For himself, Augustine decided to take up the vaster burden of interpreting the whole of human history in the light of the principles of Christian theology. He would write not history, but a philosophy or a theology of history. He desired to show that everything had its place in the divine plan. Himself one of the greatest of Romans, he labored to reconcile Roman culture with Christianity, not to drive them apart. His vehicle was an analogy that he apparently found in the writings of another African, the Donatist intellectual Tyconius: the scheme of the organization of all people and human events into two vast groups, the City of God and the Worldly City, the society of those who lived in conformity with divine law and the society of those who did not.

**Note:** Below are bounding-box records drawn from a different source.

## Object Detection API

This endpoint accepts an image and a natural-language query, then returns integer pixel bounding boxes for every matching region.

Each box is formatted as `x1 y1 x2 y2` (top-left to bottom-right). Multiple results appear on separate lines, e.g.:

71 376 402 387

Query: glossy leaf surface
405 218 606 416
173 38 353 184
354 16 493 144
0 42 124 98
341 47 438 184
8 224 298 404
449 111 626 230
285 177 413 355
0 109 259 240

It is difficult to re-create the precise stages of composition and evolution of Augustine’s thought during the thirteen years that he wrote The City of God. As a bishop in an unsettled time for the Christian church, he had many preoccupations and duties that kept him from devoting full attention to this particular work. The completed treatise, which consists of twenty-two books, has two major compositional parts. The first, consisting of books 1-10, primarily defends Christianity and counters pagan accusations, especially relating to the recent attack on Rome. The second part, books 11-22, presents Augustine’s new view of history in Christian terms. He sees history as a progressive course leading from Creation to the ultimate end in the city of God.



Significance

Using all the secular learning at his disposal, Augustine wrote a theological tract of universal value, creating an ideology that became a satisfactory substitute for the classical polis. Still regarded as one of the greatest books of Western civilization, it has taken a remarkable share in the shaping of Christendom.



Further Reading

  • Bonner, Gerald. Saint Augustine of Hippo: Life and Controversies. 3d ed. Norwich, England: Canterbury, 2002. An examination of the life of Saint Augustine, with special attention paid to controversies surrounding the bishop.
  • Brown, Peter. Augustine of Hippo: A Biography. Rev. ed. Berkeley: University of California Press, 2000. A new edition of the most complete biography of Augustine by a scholar with a thorough knowledge of Christianity in late antique culture. The City of God is discussed in several chapters within the context of Augustine’s life.
  • Fitzgerald, Allan D., ed. Augustine Through the Ages: An Encyclopedia. Grand Rapids, Mich.: W. B. Eerdmans, 1999. An encyclopedic treatment of Saint Augustine that covers his life and his influence. Bibliography and index.
  • Kaye, Sharon M., and Paul Thomson. On Augustine. Belmont, Calif.: Wadsworth/Thomson Learning, 2001. A basic biography of Saint Augustine, which covers his writing of The City of God. Bibliography.
  • Stump, Eleonore, and Norman Kretzmann, eds. The Cambridge Companion to Augustine. New York: Cambridge University Press, 2001. An encyclopedic treatment of Saint Augustine’s life, his writings, and his influence.
  • Van Oort, Johannes. Jerusalem and Babylon: A Study into Augustine’s “City of God” and the Sources of His Doctrine of the Two Cities. Leiden, the Netherlands: E. J. Brill, 1991. A complete study of The City of God from multiple standpoints: compositional structure, the meaning of the two cities, its character as an apologetic and theological work, and the sources of Augustine’s ideas.
  • Vessey, Mary, Karla Pollman, and Allan D. Fitzgerald, eds. History, Apocalypse, and the Secular Imagination: New Essays on Augustine’s “City of God.” Bowling Green, Ohio: Philosophy Documentation Center, 1999. A collection of essays presented at a colloquium on The City of God and Saint Augustine at the University of British Columbia in 1997.